Cornell University Library subscribes to over 20,000 journals in electronic form. Most of these require Cornell to pay a license for access. Last year, the Cornell Copyright Information Center worked on determining which licenses would allow Cornell to print articles for course packs.
The Cornell Store has paid about $200,000 each semester for permission to print articles in course packs. Hirtle said that the Copyright Clearance Center recently increased their handling fees 10 times from $.30 to $3.00. Printing licensed electronic journal articles resulted in $34,000 in savings on course packs for students last semester, and Peter Hirtle, intellectual property officer for the University Library, said that he expects savings to increase as faculty members assign more current articles and many journals digitize their older issues.
According to Hirtle, the idea for the course pack savings project came from Georgia Harper, manager with the intellectual property section of the University of Texas System, who was invited to speak at Cornell a little over a year ago. The two were having breakfast and discussing the problem of faculty members assigning an article in a course pack and putting it on reserve. She figured that the Cornell Store could potentially use the library’s licenses for printing articles in course packs.
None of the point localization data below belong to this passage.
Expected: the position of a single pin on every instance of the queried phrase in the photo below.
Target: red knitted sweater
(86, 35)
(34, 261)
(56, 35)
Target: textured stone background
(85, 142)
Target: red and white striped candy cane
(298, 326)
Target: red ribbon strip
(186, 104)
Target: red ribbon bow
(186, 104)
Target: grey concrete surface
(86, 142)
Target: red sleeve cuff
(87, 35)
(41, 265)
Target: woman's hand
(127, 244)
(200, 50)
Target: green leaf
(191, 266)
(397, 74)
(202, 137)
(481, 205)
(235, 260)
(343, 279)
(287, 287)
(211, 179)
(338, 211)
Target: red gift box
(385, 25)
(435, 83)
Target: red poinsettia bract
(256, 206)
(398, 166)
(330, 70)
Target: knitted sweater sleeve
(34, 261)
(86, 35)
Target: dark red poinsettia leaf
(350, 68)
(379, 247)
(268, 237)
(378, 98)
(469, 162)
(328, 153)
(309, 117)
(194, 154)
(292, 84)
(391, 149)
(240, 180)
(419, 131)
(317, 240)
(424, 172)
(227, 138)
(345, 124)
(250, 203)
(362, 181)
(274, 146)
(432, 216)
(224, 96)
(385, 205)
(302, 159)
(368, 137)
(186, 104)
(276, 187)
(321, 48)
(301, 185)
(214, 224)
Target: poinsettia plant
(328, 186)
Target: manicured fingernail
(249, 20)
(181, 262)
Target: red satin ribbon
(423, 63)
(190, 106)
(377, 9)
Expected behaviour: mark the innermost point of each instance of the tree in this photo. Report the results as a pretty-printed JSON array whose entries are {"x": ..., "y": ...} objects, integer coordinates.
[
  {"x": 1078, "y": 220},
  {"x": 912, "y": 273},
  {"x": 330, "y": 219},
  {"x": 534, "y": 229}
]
“It’s really obscene how much course packs cost,” said Hirtle. According to Jim Lawrence, Cornell Store custom publishing manager, the average course pack cost $42.92 in Spring 2001, as compared with $27.42 in Spring 2004. “That’s why packets are expensive, it’s the royalties,” Lawrence said.
“I think it’s great that we’re able to essentially increase the usage of our subscriptions,” said Jesse Koennecke, access services librarian.
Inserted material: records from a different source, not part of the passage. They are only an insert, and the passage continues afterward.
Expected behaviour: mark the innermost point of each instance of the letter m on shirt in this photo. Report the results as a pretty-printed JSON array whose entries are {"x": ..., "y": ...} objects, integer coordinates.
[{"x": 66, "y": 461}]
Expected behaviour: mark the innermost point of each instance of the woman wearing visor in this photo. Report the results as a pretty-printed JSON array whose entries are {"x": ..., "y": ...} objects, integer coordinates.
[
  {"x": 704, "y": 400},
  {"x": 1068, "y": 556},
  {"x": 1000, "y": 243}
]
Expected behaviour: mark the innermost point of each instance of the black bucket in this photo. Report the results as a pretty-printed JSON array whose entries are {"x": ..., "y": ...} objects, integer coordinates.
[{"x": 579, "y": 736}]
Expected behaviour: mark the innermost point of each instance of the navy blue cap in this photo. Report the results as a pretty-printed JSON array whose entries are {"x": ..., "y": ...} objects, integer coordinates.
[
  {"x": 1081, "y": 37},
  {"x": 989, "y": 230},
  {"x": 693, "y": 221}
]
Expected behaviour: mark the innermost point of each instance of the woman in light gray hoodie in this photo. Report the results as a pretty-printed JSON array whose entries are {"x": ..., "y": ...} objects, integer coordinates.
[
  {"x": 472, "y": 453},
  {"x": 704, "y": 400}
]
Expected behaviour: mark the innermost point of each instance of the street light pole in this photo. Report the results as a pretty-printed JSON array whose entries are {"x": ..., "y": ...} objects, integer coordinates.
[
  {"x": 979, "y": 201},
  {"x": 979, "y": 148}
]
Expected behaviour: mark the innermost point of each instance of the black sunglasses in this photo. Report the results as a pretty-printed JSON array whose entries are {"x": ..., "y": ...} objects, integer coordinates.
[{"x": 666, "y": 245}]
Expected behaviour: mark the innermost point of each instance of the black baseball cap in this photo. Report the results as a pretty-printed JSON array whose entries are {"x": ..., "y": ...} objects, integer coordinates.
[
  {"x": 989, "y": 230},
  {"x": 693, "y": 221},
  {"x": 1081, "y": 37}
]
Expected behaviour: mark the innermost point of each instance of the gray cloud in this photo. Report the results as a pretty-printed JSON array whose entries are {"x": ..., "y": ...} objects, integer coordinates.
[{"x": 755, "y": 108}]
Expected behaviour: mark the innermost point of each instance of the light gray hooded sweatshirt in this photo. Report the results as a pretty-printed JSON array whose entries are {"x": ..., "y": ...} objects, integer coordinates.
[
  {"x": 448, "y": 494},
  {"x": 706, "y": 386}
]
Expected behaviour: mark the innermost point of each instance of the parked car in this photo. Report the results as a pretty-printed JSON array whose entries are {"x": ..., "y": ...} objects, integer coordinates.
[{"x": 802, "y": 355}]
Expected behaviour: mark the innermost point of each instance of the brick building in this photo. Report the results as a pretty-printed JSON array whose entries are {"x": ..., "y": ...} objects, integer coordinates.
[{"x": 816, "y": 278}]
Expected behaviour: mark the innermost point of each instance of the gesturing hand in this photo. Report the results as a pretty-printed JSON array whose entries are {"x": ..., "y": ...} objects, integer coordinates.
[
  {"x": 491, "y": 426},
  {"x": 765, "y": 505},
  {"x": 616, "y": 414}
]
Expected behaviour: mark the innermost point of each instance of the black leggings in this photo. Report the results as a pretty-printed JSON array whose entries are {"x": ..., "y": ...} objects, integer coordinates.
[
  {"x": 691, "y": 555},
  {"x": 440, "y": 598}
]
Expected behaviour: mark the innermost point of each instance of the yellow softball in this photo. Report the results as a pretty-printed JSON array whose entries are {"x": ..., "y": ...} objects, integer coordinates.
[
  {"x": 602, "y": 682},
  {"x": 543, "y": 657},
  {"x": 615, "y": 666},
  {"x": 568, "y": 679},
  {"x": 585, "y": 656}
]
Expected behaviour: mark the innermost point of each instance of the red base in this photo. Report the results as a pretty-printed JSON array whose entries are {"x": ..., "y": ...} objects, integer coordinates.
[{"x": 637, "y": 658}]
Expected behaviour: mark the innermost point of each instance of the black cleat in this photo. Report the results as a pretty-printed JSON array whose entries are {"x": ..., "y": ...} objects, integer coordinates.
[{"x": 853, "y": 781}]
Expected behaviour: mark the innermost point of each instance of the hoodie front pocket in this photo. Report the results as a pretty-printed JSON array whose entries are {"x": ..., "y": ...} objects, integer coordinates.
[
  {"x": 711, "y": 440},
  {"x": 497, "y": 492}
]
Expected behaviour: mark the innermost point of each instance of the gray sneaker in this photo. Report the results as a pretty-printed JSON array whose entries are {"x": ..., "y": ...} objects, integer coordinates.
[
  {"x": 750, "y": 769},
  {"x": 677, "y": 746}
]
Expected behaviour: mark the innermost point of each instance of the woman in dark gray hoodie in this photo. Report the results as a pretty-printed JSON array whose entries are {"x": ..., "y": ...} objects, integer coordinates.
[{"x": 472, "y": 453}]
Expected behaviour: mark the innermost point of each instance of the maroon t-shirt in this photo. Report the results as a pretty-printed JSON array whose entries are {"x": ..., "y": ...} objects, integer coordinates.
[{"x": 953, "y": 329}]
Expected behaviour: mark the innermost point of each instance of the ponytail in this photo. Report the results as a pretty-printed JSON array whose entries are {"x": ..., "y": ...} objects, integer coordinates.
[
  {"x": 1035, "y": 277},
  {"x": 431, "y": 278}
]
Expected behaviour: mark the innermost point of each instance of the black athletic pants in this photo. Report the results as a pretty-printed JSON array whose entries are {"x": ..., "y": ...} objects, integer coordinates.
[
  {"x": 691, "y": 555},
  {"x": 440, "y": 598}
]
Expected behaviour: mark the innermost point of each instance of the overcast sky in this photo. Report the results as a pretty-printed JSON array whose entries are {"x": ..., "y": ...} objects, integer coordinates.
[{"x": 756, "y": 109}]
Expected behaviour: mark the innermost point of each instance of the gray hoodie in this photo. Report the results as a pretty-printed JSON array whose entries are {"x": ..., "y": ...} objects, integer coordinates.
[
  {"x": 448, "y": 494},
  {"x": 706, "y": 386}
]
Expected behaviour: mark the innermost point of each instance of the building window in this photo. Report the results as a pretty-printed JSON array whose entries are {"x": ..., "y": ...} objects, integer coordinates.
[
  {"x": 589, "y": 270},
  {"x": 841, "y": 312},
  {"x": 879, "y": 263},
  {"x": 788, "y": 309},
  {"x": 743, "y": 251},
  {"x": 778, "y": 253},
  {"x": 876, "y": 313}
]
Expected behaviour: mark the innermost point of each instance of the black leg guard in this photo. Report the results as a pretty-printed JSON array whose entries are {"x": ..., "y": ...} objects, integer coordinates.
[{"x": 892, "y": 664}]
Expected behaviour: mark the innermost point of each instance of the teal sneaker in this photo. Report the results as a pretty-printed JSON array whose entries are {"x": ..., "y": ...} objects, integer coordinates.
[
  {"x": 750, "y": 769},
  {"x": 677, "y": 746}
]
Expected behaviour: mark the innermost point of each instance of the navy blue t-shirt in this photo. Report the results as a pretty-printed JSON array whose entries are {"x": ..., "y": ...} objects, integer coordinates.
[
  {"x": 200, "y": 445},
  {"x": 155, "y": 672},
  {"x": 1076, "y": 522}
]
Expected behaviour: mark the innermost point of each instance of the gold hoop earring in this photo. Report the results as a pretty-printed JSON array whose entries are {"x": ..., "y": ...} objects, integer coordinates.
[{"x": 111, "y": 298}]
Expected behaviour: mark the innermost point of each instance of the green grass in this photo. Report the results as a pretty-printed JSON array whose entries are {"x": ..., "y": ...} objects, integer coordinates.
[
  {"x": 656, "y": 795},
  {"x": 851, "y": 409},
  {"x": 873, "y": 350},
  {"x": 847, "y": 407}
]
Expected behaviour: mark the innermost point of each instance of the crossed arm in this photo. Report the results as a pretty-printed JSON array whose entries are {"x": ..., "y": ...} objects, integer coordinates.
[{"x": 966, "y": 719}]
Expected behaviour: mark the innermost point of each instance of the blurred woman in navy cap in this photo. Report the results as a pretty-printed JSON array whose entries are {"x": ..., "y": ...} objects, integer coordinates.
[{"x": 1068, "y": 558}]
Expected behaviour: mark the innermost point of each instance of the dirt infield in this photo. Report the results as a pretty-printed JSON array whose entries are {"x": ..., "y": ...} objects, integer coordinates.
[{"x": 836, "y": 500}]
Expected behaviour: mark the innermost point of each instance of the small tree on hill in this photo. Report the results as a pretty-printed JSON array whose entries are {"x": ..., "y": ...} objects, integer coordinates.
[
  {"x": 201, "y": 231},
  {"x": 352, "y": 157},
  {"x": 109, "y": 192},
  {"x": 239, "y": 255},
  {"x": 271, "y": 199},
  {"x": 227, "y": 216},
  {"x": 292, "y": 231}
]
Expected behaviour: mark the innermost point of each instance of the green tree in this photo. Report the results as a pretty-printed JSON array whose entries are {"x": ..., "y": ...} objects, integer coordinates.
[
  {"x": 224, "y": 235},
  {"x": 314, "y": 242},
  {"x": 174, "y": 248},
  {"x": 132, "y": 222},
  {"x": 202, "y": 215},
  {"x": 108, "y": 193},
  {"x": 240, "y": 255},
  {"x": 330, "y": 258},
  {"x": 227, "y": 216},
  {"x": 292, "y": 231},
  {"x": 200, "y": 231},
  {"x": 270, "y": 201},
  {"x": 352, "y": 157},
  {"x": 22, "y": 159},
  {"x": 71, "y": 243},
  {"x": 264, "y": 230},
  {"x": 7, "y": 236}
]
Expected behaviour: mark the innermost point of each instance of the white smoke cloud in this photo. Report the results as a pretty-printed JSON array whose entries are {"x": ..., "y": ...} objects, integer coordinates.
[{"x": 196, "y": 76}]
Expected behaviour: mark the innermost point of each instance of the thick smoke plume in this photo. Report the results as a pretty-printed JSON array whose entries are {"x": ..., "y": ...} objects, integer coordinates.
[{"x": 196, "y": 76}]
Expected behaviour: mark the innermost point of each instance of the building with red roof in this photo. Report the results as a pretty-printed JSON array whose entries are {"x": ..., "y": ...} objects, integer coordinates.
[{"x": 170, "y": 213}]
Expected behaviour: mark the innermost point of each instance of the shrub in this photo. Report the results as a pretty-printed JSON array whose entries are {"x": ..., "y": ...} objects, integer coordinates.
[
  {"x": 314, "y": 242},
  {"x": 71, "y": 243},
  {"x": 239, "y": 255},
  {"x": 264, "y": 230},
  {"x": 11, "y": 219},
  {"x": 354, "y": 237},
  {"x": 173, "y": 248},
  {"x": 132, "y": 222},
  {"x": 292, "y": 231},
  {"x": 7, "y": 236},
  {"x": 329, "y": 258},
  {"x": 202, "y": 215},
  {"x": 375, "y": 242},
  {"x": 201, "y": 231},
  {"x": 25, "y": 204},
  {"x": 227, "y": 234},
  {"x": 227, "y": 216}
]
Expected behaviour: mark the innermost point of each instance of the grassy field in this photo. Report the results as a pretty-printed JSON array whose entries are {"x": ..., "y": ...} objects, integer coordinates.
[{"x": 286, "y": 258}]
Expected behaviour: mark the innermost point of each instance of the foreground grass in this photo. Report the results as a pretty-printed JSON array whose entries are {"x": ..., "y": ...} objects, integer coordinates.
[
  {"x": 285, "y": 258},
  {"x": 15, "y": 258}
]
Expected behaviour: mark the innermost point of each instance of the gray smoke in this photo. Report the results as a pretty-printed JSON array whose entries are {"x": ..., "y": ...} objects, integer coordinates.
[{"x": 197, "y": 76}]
“When we sign new contracts we make sure that all of the information is spelled out explicitly,” said Scott Wicks, head of acquisitions, bibliographic control and government documents for Central Technical Services.
The partnership included the Office of General Counsel, which reviewed licenses to make sure articles could be printed.
Lawrence said that some professors have told him that the partnership has made a big difference and that some of the business school packets went from $80 to $20. He added that there was a lot of work initially — looking up all of the journals and recording which of the licenses allow printing for course packets — but that it should not require as much work once all of the information is in a database.